There is Love down under

Love Me Again has taken two steps forward in telling a love story. It strays from the formula of most romantic films and in effect shunning the usual boy meets girl premise. The two characters have an established background. They were previous lovers who have not seen each other for years. Suddenly, they meet again which leads us to assume that there is really another possible romantic affair.

The starting sequence of the film shows the green fields of Bukidnon. Then, the two characters are having a horse race going atop the hill. Migo (Piolo Pascual) wants to win back Arah’s (Angel Locsin) love and trust. He does this through sugar-encrusted lines said to Arah, overtly trite love gestures, horse race bets, bull riding and even joining the famous calf roping during the Kaamulan Rodeo Festival. During the festivities, Migo’s team-up with Arah’s father (Ricky Davao) won them the Rodeo competition. Suddenly, Arah’s father got gored by one of the calves. The worried Arah desperately needs money. She gets an offer from his uncle’s (Ronnie Lazaro) boss Brian (Brent Metken), an Australian rancher to join them to work abroad. Migo gives financial support to Arah for her not to go. But Arah has already made her decision.

It sounds like a love that will conquer any barrier and distance. And yes, it is. I am aware to whom this film is made. As I have said, the film has made some alterations with the romantic formula. Obviously, they cannot further make flamboyant and wild experimentations to make this a work of a superior caliber. It has a market to please in that once it has achieved the audience satisfaction, it could be adequate to make this film just passable, the financial returns is an expectation. I don’t want to be explicit on this but for now, I have to say that mainstream films balances the gifts they have in hand and offers compensation to most viewers. Love Me Again has been written by Jewel Castro and Arah Jell Badayos with careful intonation. The conflict of the story is of course well regarded on how they made it more natural.

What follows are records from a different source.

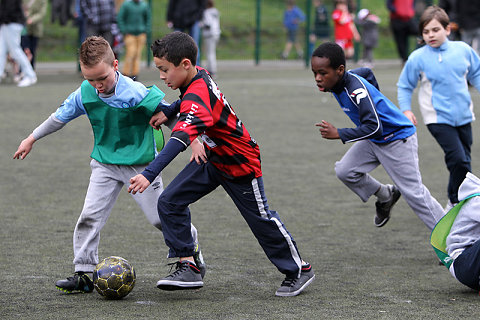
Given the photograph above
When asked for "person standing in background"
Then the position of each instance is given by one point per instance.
(211, 34)
(12, 21)
(35, 11)
(292, 18)
(345, 30)
(100, 16)
(369, 28)
(402, 23)
(321, 27)
(468, 16)
(134, 21)
(185, 16)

Arah’s character has high hopes for a future love with Migo. But then, it is shattered by the accident. She works in a ranch in Australia and after a while, she was offered by Brian to get married. Arah is good in Mathematics which I think got Brian’s interest to have her as a partner. She stopped doing physical work and instead she does the Bookkeeping. Until after two years, Migo appeared in the ranch hoping for work and to get Arah back.

Both actors are convincing as a love pair. They are candid most of the times and I know most of the viewers had a great time seeing these two stars riding in horses and chasing calves. It is risky in a way and I admire both Pascual and Locsin in having the courage in doing most of the stunts. Also, I can sense that Pascual has really the potency to be very accessible as an actor. He is so easy to be paired with anyone and that is quite a talent because that is the essence of making the story more convincing. His character as Migo has lots of weakness and much of it has ruined the opportunity to have Arah’s trust back. Although he gets to do one thing that is right and sensible. He opted not to sell part of the ranch. There is a hope for something to go back for.

Rory Quintos has a certain feel of what love is all about which is why she gets to direct a film with more bluntness towards this kind of emotion. It is a risk in itself. But the director and the writers have balanced this through the timely progress of their love which even took more than two years until Pascual’s character even went far to Australia. The sight of small scale festivals in the province and working abroad is believable as a backdrop. Although I have noticed that the horse scenes of the two stars could be more polished. Their efforts must be seen since it is hard doing all of that stuff. The camera works appears to be dull and listless. Innovation with the camera techniques might help these scenes look more forceful and engaging.

Arah’s father once said to Migo that Bukidnon during his times had a flourishing Cowboy livelihood. At present, the refusal for change is not anymore practical. It is part of the metaphor of love, the refusal to yield once the passion has set, as seen in Migo’s refusal to move on despite the realities of a pragmatist’s world. There are opportunities given at every point in our life. And with those prospects, we have to deal with it with practicality. Love Me Again in relative terms is a film that could be enjoyed by most audiences. In recent times, the Filipino Film Industry is still struggling. Love Me Again could be sufficient for now. It has a logical conflict and even if the ending is a bit contrived, even the intelligent ones cannot argue as love is not perhaps greater but is independent of logic. It is the person’s choice whether to use logic and practicality in love or to dive head-on without the knowledge of depth.